Mr Loughton retired from the industry yesterday following his final shift as managing director of Hoshizaki UK. This morning the website for his new venture, Cupola Consulting, went live to mark the next chapter in his career.
While he does not expect Cupola to take up all his time, he hopes the strategy, change management and mentoring services he can offer will help to make a difference where it is needed.
“The idea of it is to work on two or three key areas really,” he explained. “Number one is individuals – helping them realise their potential, helping them to grow and mentoring them, but then possibly also working with their companies to see how they can work on their strategy, growth plans and those kind of things. The way I describe it is that it is about discovering and developing personal and business success.”
Although Cupola is framed at hospitality professionals, Mr Loughton said he was not averse to working with individuals from other sectors.

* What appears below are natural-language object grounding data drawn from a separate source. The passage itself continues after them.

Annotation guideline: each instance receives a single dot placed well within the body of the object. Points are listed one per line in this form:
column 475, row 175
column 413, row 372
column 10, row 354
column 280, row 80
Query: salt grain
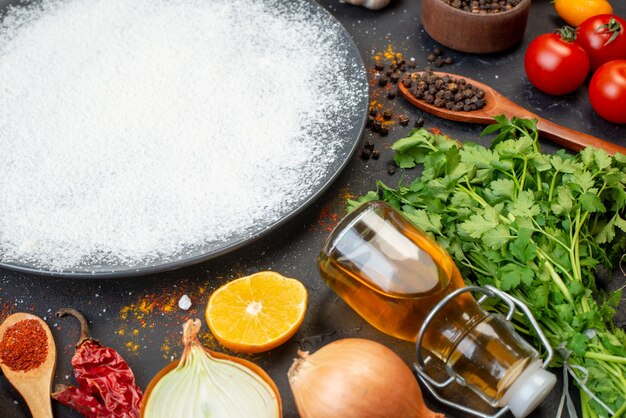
column 184, row 303
column 133, row 131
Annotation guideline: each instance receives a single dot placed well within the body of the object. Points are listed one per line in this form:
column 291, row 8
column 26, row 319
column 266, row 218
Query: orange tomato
column 576, row 12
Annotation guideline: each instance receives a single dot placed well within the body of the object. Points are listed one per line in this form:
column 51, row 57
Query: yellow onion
column 356, row 378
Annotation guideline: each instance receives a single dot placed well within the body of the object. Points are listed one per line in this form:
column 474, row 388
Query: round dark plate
column 354, row 70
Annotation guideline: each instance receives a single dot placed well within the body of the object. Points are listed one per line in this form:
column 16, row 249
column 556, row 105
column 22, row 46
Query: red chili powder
column 24, row 345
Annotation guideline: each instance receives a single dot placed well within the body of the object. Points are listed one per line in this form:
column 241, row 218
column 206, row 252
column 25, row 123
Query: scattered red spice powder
column 24, row 345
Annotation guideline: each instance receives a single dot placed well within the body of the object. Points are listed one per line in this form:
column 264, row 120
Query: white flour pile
column 136, row 130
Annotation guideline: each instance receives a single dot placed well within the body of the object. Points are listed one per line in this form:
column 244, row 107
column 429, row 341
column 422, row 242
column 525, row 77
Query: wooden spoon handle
column 574, row 140
column 39, row 402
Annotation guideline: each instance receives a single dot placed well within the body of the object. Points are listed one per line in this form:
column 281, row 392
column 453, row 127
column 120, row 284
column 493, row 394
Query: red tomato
column 555, row 64
column 607, row 91
column 604, row 39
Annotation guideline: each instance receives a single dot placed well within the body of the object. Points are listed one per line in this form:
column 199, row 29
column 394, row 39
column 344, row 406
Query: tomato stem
column 567, row 33
column 613, row 27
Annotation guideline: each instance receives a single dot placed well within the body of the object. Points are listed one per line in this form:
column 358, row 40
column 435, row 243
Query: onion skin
column 356, row 378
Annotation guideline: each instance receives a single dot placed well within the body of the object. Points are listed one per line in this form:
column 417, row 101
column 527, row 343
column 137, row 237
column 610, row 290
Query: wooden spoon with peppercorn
column 466, row 100
column 28, row 360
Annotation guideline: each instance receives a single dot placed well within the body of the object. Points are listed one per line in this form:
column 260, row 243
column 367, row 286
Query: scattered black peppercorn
column 446, row 92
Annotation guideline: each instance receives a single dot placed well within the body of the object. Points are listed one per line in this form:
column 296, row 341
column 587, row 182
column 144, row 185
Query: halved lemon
column 256, row 313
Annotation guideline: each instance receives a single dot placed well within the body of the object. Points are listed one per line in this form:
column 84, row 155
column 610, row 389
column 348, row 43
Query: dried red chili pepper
column 106, row 385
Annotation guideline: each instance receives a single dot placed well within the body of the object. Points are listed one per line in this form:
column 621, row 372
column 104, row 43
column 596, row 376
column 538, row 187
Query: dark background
column 139, row 316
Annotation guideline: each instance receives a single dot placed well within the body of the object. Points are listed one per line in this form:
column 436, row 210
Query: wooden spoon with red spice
column 496, row 104
column 28, row 360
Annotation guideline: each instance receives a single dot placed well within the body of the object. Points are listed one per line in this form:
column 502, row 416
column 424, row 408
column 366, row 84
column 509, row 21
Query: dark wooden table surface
column 139, row 316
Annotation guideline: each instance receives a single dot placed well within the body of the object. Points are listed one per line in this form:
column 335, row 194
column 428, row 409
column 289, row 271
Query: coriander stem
column 621, row 410
column 552, row 183
column 559, row 282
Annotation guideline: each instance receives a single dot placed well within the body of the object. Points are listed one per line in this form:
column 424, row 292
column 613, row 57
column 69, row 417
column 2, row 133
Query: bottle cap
column 528, row 390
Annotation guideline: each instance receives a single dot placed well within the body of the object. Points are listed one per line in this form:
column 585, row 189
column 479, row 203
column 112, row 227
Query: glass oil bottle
column 393, row 275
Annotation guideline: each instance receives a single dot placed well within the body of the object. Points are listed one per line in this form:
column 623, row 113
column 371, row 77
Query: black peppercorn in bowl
column 476, row 26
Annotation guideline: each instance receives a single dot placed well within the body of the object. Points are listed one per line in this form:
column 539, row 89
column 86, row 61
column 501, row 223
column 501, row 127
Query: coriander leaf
column 578, row 344
column 602, row 159
column 503, row 188
column 564, row 201
column 497, row 237
column 522, row 248
column 540, row 296
column 513, row 275
column 605, row 231
column 477, row 225
column 524, row 205
column 582, row 180
column 453, row 158
column 565, row 312
column 404, row 160
column 620, row 223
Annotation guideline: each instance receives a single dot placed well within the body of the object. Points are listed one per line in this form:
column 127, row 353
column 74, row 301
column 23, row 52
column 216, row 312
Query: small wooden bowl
column 471, row 32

“If someone came along from another industry – and I hope someone does – and says, ‘ok, I am X, Y, Z years old, I am not really quite sure where I am going or what I am doing or what the world is going to look like in 10 years and how I skill myself for it’, then I am not saying I have got all the answers but I can certainly take a step back and help them think about their own skill-sets and where they might fit into what is an increasingly turbulent environment. While that is a trendy kind of phrase, the truth is that it is pretty turbulent and we don’t know what’s coming tomorrow.”
Mr Loughton’s spells running major multimillion pound industry players such as Enodis, Standex, Jestic and Hoshizaki has taken him across EMEA and North America and seen him build up considerable experience of entering new markets, consolidating businesses and growing market share.
He admits that the prospect of launching his own venture was not something that had appealed to him until more recently, but his retirement had made him consider the importance of helping to develop others.
“It is very interesting – I never wanted to run my own business in my life, ever, I have been a paid employee for 45 years, but over the last few years – and I think it is partly a function of getting a little bit older – you start to look around at people that are perhaps younger than yourself and you think they could probably benefit from a lot of what I had coming through my career, which was certain managers, certain mentors, actually training you, helping you and growing you, even though they weren’t doing it formally.”